To compare conservative management and appendectomy for acute appendicitis during pregnancy by trimester.
This retrospective cohort study used data from a national inpatient database from July 2010 to March 2022. Pregnant women diagnosed with acute appendicitis were included. Multivariable analysis using generalized estimating equations was performed to compare outcomes between conservative management and appendectomy across trimesters. The main outcomes were preterm labor, preterm delivery, or abortion; antepartum hemorrhage; duration of hospitalization; and duration of antibiotic use.
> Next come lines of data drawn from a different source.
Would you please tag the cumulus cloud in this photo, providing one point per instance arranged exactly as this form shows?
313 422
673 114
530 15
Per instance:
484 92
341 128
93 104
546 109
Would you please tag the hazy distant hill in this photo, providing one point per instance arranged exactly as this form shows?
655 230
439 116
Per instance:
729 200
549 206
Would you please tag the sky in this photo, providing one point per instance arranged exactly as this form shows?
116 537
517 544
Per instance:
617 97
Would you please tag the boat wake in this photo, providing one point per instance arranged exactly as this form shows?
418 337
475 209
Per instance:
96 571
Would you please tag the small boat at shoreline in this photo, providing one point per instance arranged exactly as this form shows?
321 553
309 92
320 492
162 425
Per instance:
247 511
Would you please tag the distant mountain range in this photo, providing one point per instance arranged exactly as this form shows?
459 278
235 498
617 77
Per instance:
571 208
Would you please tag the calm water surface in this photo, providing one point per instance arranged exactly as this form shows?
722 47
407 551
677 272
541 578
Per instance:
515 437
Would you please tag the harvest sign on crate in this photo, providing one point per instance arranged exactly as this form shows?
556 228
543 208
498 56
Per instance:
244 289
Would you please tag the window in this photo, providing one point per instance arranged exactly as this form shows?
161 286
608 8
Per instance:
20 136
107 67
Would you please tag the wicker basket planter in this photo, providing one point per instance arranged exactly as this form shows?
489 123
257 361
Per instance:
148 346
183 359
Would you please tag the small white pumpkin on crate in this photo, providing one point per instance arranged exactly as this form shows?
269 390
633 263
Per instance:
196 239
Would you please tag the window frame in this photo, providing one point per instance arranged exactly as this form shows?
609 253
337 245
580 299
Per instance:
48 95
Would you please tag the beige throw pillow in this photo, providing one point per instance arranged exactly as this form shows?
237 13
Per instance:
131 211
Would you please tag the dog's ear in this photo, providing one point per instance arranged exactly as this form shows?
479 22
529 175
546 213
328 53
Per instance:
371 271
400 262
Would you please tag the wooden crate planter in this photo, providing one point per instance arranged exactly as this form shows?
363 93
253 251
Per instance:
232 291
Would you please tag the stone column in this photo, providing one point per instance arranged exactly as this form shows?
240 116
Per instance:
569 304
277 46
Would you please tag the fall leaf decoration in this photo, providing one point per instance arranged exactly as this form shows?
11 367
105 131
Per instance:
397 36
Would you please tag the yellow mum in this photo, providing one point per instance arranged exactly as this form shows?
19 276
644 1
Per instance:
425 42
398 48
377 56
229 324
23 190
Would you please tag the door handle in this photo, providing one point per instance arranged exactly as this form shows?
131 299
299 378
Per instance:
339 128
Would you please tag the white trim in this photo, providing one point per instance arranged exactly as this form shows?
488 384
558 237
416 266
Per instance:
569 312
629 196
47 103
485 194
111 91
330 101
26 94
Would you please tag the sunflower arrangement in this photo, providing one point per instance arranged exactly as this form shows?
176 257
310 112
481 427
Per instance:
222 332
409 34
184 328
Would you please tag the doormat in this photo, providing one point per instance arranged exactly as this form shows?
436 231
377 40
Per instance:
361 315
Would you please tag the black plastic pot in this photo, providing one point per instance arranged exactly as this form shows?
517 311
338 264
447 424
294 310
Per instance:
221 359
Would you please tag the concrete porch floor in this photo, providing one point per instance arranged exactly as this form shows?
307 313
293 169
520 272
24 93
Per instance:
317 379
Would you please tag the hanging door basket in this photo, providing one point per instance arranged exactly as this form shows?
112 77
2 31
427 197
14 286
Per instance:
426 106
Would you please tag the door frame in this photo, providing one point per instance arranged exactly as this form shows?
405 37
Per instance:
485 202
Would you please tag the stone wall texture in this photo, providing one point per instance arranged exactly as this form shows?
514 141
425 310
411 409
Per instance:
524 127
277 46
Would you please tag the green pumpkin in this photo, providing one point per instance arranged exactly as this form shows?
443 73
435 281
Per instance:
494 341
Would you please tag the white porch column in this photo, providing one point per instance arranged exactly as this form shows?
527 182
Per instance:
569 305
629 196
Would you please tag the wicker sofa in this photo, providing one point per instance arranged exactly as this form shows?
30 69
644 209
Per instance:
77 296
A total of 3158 individuals from 632 acute-care hospitals were eligible. The proportion of conservative management versus appendectomy by trimester were 507 (49.1%) versus 525 (50.9%) in the first, 690 (44.6%) versus 856 (55.4%) in the second, and 337 (58.1%) versus 243 (41.9%) in the third. In the second trimester, appendectomy was associated with a higher rate of preterm delivery, preterm labor, or abortion (odds ratio [OR], 2.91 [95% confidence interval (CI), 1.62-5.25]). Antepartum hemorrhage occurred more frequently for appendectomy in the first (OR, 2.12 [95% CI, 1.31-3.43]) and third (OR, 2.43 [95% CI, 1.79-3.31]) trimesters. Appendectomy was associated with a longer duration of hospitalization in the second (2.15 days; 95% CI, 1.14-3.17 days) and third (3.97 days; 95% CI, 2.22-5.71 days) trimesters. Antibiotic use duration was shorter for appendectomy in the first (-1.20 days [95% CI -1.51 to -0.90 days]) and second (-0.61 days [95% CI -0.90 to -0.32 days]) trimesters.
Clinical outcomes of acute appendicitis during pregnancy vary by trimester. Considering the appendectomy risks, conservative management may be viable depending on the clinical context and trimester.
按孕期比较妊娠期急性阑尾炎的保守治疗和阑尾切除术。
这项回顾性队列研究使用了2010年7月至2022年3月全国住院患者数据库中的数据。纳入诊断为急性阑尾炎的孕妇。采用广义估计方程进行多变量分析,以比较各孕期保守治疗和阑尾切除术的结果。主要结局包括早产、早产或流产;产前出血;住院时间;以及抗生素使用时间。
来自632家急症医院的3158名个体符合条件。各孕期保守治疗与阑尾切除术的比例在第一孕期为507例(49.1%)对525例(50.9%),第二孕期为690例(44.6%)对856例(55.4%),第三孕期为337例(58.1%)对243例(41.9%)。在第二孕期,阑尾切除术与更高的早产、早产或流产率相关(比值比[OR],2.91[95%置信区间(CI),1.62 - 5.25])。第一孕期(OR,2.12[95%CI,1.31 - 3.43])和第三孕期(OR,2.43[95%CI,1.79 - 3.31])阑尾切除术的产前出血更频繁。阑尾切除术与第二孕期(2.15天;95%CI,1.14 - 3.17天)和第三孕期(3.97天;95%CI,2.22 - 5.71天)更长的住院时间相关。第一孕期(-1.20天[95%CI -1.51至 -0.90天])和第二孕期(-0.61天[95%CI -0.90至 -0.32天])阑尾切除术的抗生素使用时间更短。
妊娠期急性阑尾炎的临床结局因孕期而异。考虑到阑尾切除术的风险,根据临床情况和孕期,保守治疗可能是可行的。